Portada » De nouvelles découvertes pour la rééducation robotique

De nouvelles découvertes pour la rééducation robotique

by Reina Escarcega

Basé sur elle observations L’une des conclusions de l’équipe est que les développeurs devraient être plus conscients de l’interaction patient-appareil pour la rééducation robotique. De plus, il est important que les recommandations pour les paramètres de traitement optimaux soient adaptées à chaque appareil individuel.

Les maladies neurologiques telles qu’un accident vasculaire cérébral ou une paraplégie entraînent souvent des déficiences qui altèrent gravement la qualité de vie. Grâce à un entraînement intensif à la marche basé sur la neuroréhabilitation, les patients peuvent (partiellement) retrouver leur mobilité. L’utilisation de robots d’assistance au poids corporel peut jouer un rôle important à cet égard. Deux exemples en sont RYSEN et FLOAT, les deux systèmes avec une force d’appui réglable.

Évaluation de la rééducation robotique

L’équipe qui a développé le RYSEN a l’usage et les résultats de ce robot robotique de rééducation. « L’influence de la colonne vertébrale thoracique sur les schémas de marche a été examinée dans de nombreuses études et les résultats sont moins cohérents que prévu. Nous soulignons l’importance de comprendre les différents facteurs tels que : B. la direction de la force d’appui et les points d’attache sur le harnais. Dans notre article (publié dans Science Robotics, éd.), nous étudions l’influence précise de ces facteurs et d’autres sur la marche », explique le professeur Heike Vallery de la TU Delft.

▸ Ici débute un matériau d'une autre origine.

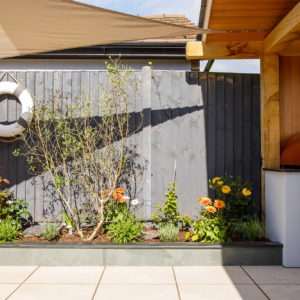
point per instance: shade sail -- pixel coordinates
(35, 26)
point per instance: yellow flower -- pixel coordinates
(215, 180)
(204, 200)
(210, 209)
(246, 192)
(226, 189)
(219, 204)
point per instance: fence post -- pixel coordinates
(146, 83)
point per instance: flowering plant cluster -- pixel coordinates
(233, 202)
(211, 226)
(13, 212)
(115, 194)
(235, 194)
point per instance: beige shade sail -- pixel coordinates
(35, 26)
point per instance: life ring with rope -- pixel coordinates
(22, 94)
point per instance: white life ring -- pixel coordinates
(25, 99)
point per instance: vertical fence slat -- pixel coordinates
(211, 126)
(237, 125)
(255, 142)
(228, 135)
(30, 182)
(39, 183)
(220, 119)
(22, 173)
(247, 127)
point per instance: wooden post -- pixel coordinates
(270, 116)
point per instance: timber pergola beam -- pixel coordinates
(286, 31)
(224, 50)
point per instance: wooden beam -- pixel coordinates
(270, 117)
(292, 49)
(207, 14)
(286, 31)
(223, 50)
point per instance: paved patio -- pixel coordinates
(145, 283)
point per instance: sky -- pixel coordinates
(191, 8)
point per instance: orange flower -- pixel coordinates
(104, 192)
(219, 204)
(210, 209)
(117, 196)
(123, 199)
(226, 189)
(119, 190)
(6, 181)
(215, 180)
(246, 192)
(204, 200)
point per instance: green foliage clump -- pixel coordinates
(168, 233)
(16, 211)
(168, 214)
(8, 231)
(235, 194)
(125, 228)
(210, 230)
(251, 229)
(50, 230)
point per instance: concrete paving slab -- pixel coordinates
(211, 275)
(280, 292)
(54, 291)
(138, 275)
(74, 275)
(15, 274)
(221, 292)
(274, 274)
(137, 292)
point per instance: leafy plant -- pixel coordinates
(8, 231)
(168, 233)
(12, 209)
(185, 221)
(50, 230)
(235, 194)
(17, 211)
(169, 213)
(251, 229)
(125, 228)
(211, 227)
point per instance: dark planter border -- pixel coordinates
(141, 254)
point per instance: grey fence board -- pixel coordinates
(208, 123)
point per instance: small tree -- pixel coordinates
(82, 151)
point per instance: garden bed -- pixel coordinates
(140, 254)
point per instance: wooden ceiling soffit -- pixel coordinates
(286, 35)
(224, 50)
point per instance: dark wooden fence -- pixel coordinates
(208, 123)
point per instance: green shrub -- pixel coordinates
(168, 233)
(8, 231)
(169, 213)
(210, 229)
(50, 230)
(251, 230)
(125, 228)
(16, 210)
(235, 194)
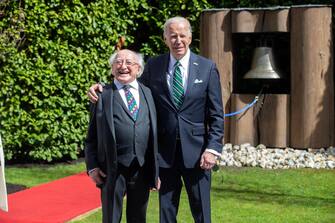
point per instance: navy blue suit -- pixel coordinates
(184, 134)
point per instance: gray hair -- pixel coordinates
(177, 19)
(138, 57)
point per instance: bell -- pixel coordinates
(262, 66)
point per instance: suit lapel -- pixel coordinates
(107, 100)
(119, 100)
(163, 76)
(193, 70)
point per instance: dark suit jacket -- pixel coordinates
(200, 118)
(100, 145)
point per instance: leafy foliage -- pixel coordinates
(51, 51)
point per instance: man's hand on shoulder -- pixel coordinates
(92, 92)
(208, 160)
(97, 176)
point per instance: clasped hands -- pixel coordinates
(98, 177)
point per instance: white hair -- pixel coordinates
(138, 57)
(177, 19)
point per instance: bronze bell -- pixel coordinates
(262, 66)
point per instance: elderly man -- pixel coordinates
(121, 145)
(187, 93)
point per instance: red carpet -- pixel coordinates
(54, 202)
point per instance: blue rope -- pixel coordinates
(243, 109)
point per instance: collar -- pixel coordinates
(183, 61)
(133, 84)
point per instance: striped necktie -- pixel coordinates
(132, 106)
(177, 86)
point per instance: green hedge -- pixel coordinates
(51, 51)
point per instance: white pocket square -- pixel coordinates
(198, 81)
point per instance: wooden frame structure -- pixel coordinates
(304, 118)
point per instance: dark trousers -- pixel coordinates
(132, 182)
(197, 183)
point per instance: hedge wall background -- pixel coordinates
(51, 51)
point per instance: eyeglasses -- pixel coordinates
(128, 63)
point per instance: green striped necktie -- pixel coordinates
(177, 86)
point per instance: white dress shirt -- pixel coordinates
(184, 68)
(184, 62)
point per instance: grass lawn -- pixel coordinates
(238, 194)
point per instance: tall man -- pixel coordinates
(121, 146)
(187, 93)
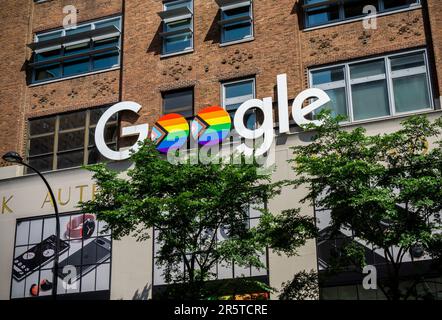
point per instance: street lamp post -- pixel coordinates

RYSEN peut être utilisé en combinaison avec la projection au sol à l’avenir. En utilisant la réalité augmentée, il est possible de créer des situations qui non seulement soutiennent le patient dans le processus de rééducation, mais rendent également ce processus beaucoup plus agréable. La réaction dite homme-robot est d’une importance cruciale pour la conception des systèmes de réhabilitation, comme l’a montré l’étude d’évaluation.

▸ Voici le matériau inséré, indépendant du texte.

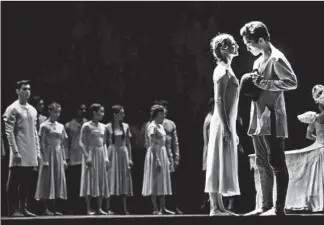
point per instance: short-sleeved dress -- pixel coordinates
(119, 174)
(222, 157)
(156, 181)
(94, 179)
(51, 182)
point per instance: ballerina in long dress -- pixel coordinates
(222, 156)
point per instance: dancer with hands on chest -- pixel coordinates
(222, 156)
(51, 184)
(120, 156)
(157, 180)
(95, 162)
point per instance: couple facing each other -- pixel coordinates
(272, 74)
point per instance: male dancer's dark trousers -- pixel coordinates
(19, 181)
(270, 160)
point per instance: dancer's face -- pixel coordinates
(82, 110)
(40, 106)
(24, 92)
(100, 113)
(160, 117)
(232, 49)
(252, 46)
(55, 113)
(120, 116)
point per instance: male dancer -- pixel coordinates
(268, 123)
(172, 145)
(74, 159)
(20, 123)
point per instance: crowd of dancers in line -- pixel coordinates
(101, 155)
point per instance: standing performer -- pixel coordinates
(268, 123)
(74, 159)
(157, 181)
(95, 162)
(172, 146)
(222, 155)
(20, 122)
(206, 129)
(51, 184)
(38, 103)
(120, 156)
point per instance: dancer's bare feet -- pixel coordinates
(166, 211)
(101, 212)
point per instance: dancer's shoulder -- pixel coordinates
(307, 117)
(219, 73)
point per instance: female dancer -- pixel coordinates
(222, 156)
(206, 127)
(157, 181)
(306, 165)
(95, 162)
(120, 156)
(51, 184)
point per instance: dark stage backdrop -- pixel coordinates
(133, 53)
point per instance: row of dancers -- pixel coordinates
(100, 156)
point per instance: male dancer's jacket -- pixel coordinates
(276, 76)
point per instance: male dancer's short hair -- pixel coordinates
(255, 30)
(164, 103)
(20, 83)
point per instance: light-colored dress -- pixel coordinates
(222, 157)
(156, 181)
(20, 122)
(206, 130)
(73, 130)
(94, 179)
(119, 174)
(306, 173)
(51, 182)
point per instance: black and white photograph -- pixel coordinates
(162, 112)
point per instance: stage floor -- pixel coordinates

« Comme ces informations sont cruciales pour la conception d’un ESPE optimal, nous avons systématiquement examiné les différents facteurs pour le RYSEN. Il était très visible que les sujets (en bonne santé) citent une faible force vers l’arrière comme l’une des caractéristiques d’une colonne thoracique idéale, alors que nous nous attendions à ce qu’ils choisissent une force vers l’avant. Nous avons également constaté que les caractéristiques de marche avec cette faible force vers l’arrière étaient plus proches de la marche normale que sans la force vers l’arrière », explique Michiel Plooij, ingénieur système mécatronique à TU Delft/DEMCON.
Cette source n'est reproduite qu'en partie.